The Kodiak Queen, formerly U.S. Navy barge YO-44, is gaining a new lease on life as part of the Project YoKo BVI Art Reef, a collaboration between Sir Richard Branson and a number of BVI stakeholders. The Kodiak is being sunk off the coast of Virgin Gorda in March with a giant kraken sculpture, made of rebar and mesh, wrapped around the ship. Kodiak Queen will become a unique dive and art destination to help bring awareness to marine-health problems.
The Kodiak Queen launched in 1940 as U.S. Navy fuel barge YO-44, and is thought to be one of only five ships that survived the attack on Pearl Harbor. It was later renamed the Kodiak Queen and began a new life as a fishing boat. Historian Mike Cochran found the ship rusting in a Road Town junkyard in 2012, and set up a website in an effort to save this piece of history. Owen Buggy, a friend of and photographer for Sir Richard Branson, saw the site and suggested the ship as an artificial reef.

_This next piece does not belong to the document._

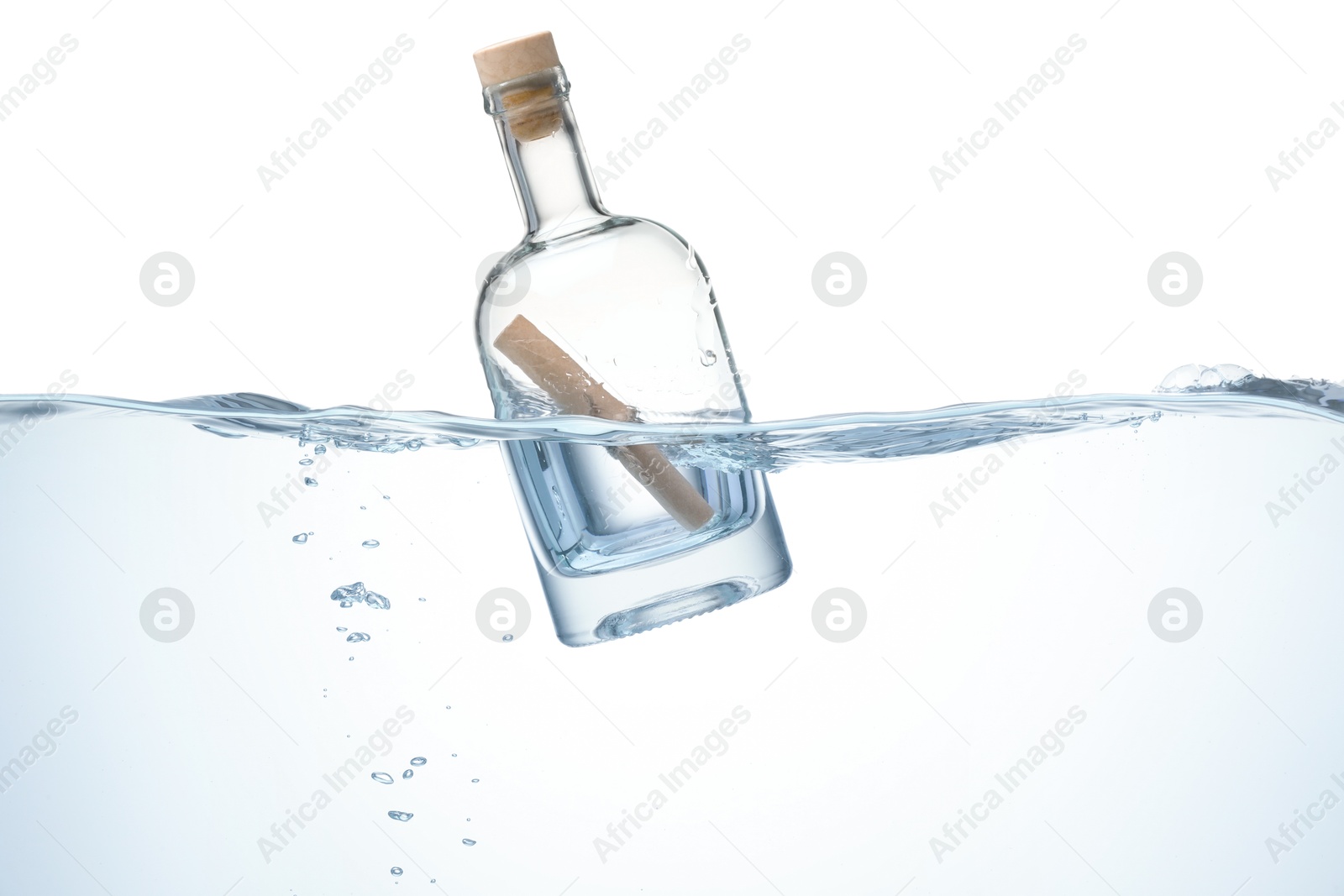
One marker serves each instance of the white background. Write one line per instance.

The project was soon underway.
The future of the Kodiak Queen
The Kodiak Queen will be a platform for coral restoration, featuring coral planting on its art sculptures. There will also be a coral garden on deck and an “eDNA” research area to monitor the impact of artificial reefs. Environmental DNA, or eDNA, is an inexpensive and non-invasive way to collect DNA and monitor the presence and abundance of marine species. Scientists will use the information to monitor the area’s repopulation of large predators, including sharks and the now-rare goliath grouper.

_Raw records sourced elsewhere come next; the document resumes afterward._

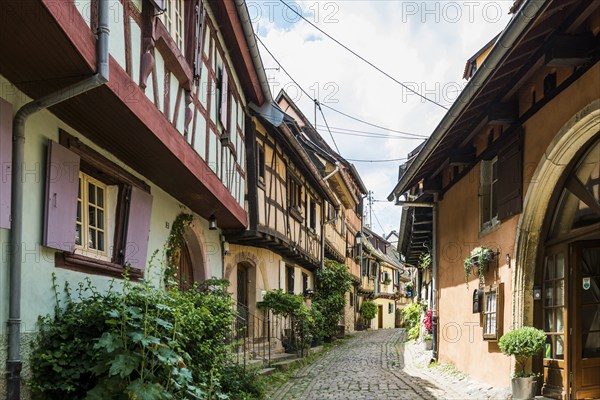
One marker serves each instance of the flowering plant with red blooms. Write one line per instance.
(427, 321)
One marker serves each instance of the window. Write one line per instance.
(173, 19)
(304, 283)
(260, 160)
(97, 215)
(92, 215)
(289, 279)
(554, 306)
(313, 214)
(294, 193)
(488, 194)
(492, 316)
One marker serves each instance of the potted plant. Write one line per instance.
(428, 324)
(368, 311)
(479, 258)
(523, 343)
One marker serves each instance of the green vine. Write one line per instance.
(479, 258)
(173, 246)
(425, 260)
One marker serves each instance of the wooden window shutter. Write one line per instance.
(5, 162)
(197, 48)
(224, 99)
(159, 4)
(60, 203)
(510, 178)
(138, 228)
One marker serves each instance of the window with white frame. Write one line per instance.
(488, 194)
(492, 315)
(91, 230)
(173, 18)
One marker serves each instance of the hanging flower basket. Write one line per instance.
(478, 260)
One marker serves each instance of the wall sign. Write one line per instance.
(586, 283)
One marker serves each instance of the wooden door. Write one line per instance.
(555, 305)
(585, 354)
(186, 269)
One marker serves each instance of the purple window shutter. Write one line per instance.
(224, 99)
(138, 228)
(5, 162)
(62, 185)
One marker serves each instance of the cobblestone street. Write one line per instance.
(371, 366)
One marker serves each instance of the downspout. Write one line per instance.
(434, 268)
(14, 363)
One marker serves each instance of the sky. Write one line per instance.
(422, 44)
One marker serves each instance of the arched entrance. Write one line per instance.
(558, 251)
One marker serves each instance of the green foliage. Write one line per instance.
(333, 281)
(523, 343)
(137, 343)
(425, 261)
(368, 310)
(281, 303)
(478, 258)
(173, 246)
(412, 319)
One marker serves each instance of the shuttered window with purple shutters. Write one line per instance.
(97, 214)
(5, 162)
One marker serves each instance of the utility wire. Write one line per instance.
(325, 105)
(327, 125)
(338, 128)
(361, 57)
(374, 161)
(373, 125)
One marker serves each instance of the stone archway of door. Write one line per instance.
(574, 135)
(196, 243)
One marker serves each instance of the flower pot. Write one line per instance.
(524, 388)
(428, 344)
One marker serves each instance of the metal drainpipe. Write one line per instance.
(14, 363)
(434, 267)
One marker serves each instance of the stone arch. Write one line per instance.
(196, 241)
(566, 145)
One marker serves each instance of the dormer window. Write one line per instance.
(173, 18)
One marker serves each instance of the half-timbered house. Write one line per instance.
(514, 166)
(122, 115)
(341, 228)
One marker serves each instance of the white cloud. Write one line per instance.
(424, 44)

The Kodiak Queen as underwater art gallery
The website for the initiative invites visitors to imagine the dive site’s possibilities, asking ‘‘What if…a WWII warship could mobilize a global network of researchers, philanthropists and artists…to solve marine health problems through the power of play?” With that in mind, an underwater art gallery will include the kraken as mentioned with its 80-foot (24m) arms, as well as other art installations. A swim-, dive- and ocean-education program is also being created for the youth of the British Virgin Islands, hoping to foster the next generation of ocean ambassadors.

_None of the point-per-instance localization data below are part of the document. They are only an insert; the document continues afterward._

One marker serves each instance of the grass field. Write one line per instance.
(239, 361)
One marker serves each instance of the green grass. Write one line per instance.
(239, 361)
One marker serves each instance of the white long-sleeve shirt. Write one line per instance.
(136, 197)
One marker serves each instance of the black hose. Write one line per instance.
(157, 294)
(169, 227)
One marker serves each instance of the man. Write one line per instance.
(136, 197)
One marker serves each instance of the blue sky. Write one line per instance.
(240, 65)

In a recently released statement about the project, Sir Richard Branson said, “This project provides an exciting opportunity to capture people’s attention and then to refocus it on important issues facing our oceans,” said Sir Richard Branson in a recently released statement. “For example, the importance of addressing global warming to protect our coral reefs and the need to rehabilitate vulnerable marine species such as severely overfished grouper populations.”
Divers can visit the site within two months of the ship being sunk and will be able to swim through the boat structure and the kraken.